Using cuMotion with MoveIt 2

import rclpy
from rclpy.node import Node
from moveit_msgs.action import MoveGroup
from geometry_msgs.msg import PoseStamped

class ManipulationPlanner(Node):
    def __init__(self):
        super().__init__('manipulation_planner')
        self._move_group_client = self.create_client(
            MoveGroup, '/move_group'
        )

    def plan_pick(self, target_pose: PoseStamped):
        """Plan a grasp at target_pose.
        cuMotion backend automatically optimizes trajectory on GPU."""
        goal = MoveGroup.Goal()
        goal.request.group_name = "panda_arm"
        goal.request.goal_constraints = [
            self._create_pose_constraint(target_pose)
        ]
        future = self._move_group_client.call_async(goal)
        return future

    def _create_pose_constraint(self, pose):
        from moveit_msgs.msg import Constraints, PositionConstraint
        constraint = Constraints()
        pos = PositionConstraint()
        pos.header = pose.header
        pos.link_name = "panda_hand"
        pos.constraint_region.primitive_poses = [pose.pose]
        constraint.position_constraints.append(pos)
        return constraint

VLM-based Task Planning on Edge

The third approach — and the fastest-growing one — uses Vision-Language Models (VLMs) as task planners. Instead of hand-coding symbolic rules, the VLM observes the camera feed and reasons about "what to do next."
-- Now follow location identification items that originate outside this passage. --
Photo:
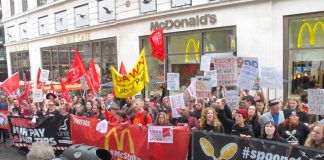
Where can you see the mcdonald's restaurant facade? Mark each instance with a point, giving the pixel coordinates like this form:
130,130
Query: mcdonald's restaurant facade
291,39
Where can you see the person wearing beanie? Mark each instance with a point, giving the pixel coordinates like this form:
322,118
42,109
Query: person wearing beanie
241,128
294,131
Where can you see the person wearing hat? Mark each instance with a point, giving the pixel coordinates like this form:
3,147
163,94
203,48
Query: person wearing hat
241,128
294,131
275,114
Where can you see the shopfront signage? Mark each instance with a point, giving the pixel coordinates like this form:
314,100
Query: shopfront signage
198,20
73,38
18,47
Why VLM for Task Planning?

Traditional TAMP (including cuTAMP) requires domain specification — you must predefine all objects, predicates, and actions. When encountering new objects or situations outside the specification, the system fails.

VLM approach:

  1. Camera captures workspace image
  2. VLM analyzes the scene: "There are 3 boxes on the table, 1 bottle tipped over, and the gripper is open"
  3. User says: "Clean up the table"
  4. VLM generates plan: ["pick up bottle", "place in bin", "stack boxes neatly"]
  5. Each step is converted to motion commands via a policy or motion planner

TensorRT Edge-LLM for Jetson

NVIDIA developed TensorRT Edge-LLM — an open-source C++ framework for LLM/VLM inference on embedded platforms. Key features:

  • EAGLE-3 speculative decoding: Accelerates token generation
  • NVFP4 quantization: Reduces model size while preserving accuracy
  • Chunked prefill: Optimizes memory for long-context inputs
  • Concurrent model serving: Runs multiple models simultaneously

Architecture pipeline: VLM → Task Plan → cuMotion → Robot Action

Models That Run on Jetson AGX Orin 64GB

Model Parameters Tokens/sec Purpose
Qwen2.5-VL-7B 7B ~15-20 Scene understanding + task planning
LLaVA-13B 13B ~8-12 Detailed visual reasoning
Phi-3.5-Vision 4.2B ~25-30 Lightweight, fast inference
VILA 1.5-3B 3B ~35-40 Real-time visual queries

With 64GB of memory, the Jetson AGX Orin comfortably runs 7-13B models for task planning while retaining enough memory for the perception pipeline and cuMotion.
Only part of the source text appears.